One explanation is that a cloud of disintegrating comets or asteroids is drifting around the star in an elliptical orbit. In this scenario, the gravity from a nearby star may have disrupted the objects from a surrounding Oort cloud, making them fall in towards the star – similar to what will happen in the year 1,400,000 AD with our own Sun and Gliese 710. Evidence to support this includes the fact that a companion red dwarf star exists 132 billion km (885 AU) away from Tabby's star. However, the notion that disturbed Oort cloud comets orbiting elliptically close to the star could exist in high enough numbers to obscure 22% of the star's luminosity makes this theory seem unlikely.
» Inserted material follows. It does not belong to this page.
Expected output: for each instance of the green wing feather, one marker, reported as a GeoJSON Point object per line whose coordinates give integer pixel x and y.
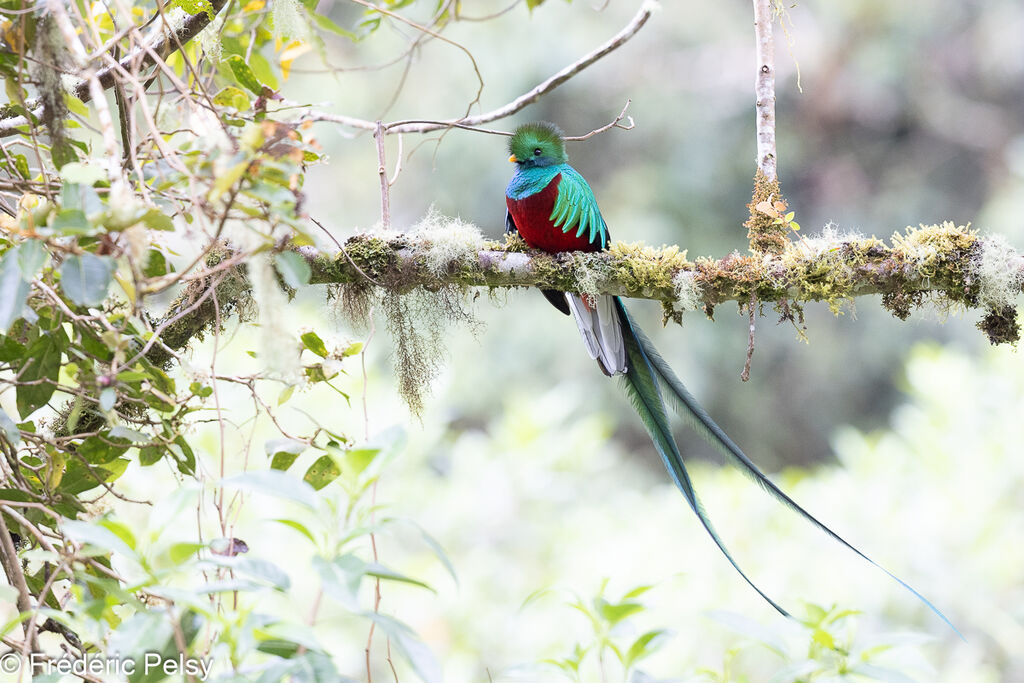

Other proposed explanations include instrument/data errors, a variable B(e) star, interstellar dust, a young companion star with a protoplanetary disk or a series of giant planets with very large ring structures.
High resolution spectroscopy and imaging observations have also been made, as well as spectral energy distribution analyses using the Nordic Optical Telescope in the Canary Islands. A massive collision scenario would create warm dust that glows in infrared wavelengths – but there is no observed excess infrared energy, ruling out massive planetary collision debris. Other researchers think the planetary debris field explanation is unlikely because of the very low probability that Kepler would ever witness such an event, given the rarity of collisions on that scale.
A far more profound and exciting possibility has been suggested by Penn State University astrophysicist Jason Wright. He and colleagues in another recent paper speculate that the objects eclipsing the star could be parts of a megastructure built by aliens, such as a Dyson sphere or Dyson swarm. These concepts were popularised by Freeman Dyson in his 1960 paper, "Search for Artificial Stellar Sources of Infrared Radiation" and would in theory be designed to function as colossal solar panels, harvesting the vast amounts of energy required for an advanced civilisation.
"When [they] showed me the data, I was fascinated by how crazy it looked," Wright says in an interview with The Atlantic. "Aliens should always be the very last hypothesis you consider, but this looked like something you would expect an alien civilisation to build."
Tabby's star is an outstanding target for SETI, because natural explanations have yet to fully explain the dimming phenomenon. The SETI Institute is currently using the Allen Telescope Array to search for non-natural radio signals from the direction of KIC 8462852 and hopes to announce its results within the next week. This effort is looking for both narrow-band signals (similar to traditional SETI experiments), as well as broader transmissions that might be generated by a powerful spacecraft.
Additional follow-up observations are being proposed separately by other astronomers, potentially using the ground-based Green Bank Telescope in January 2016 (the world's largest fully steerable radio telescope), the Very Large Array Radio Telescope, and future orbital telescopes such as WFIRST, TESS, and PLATO.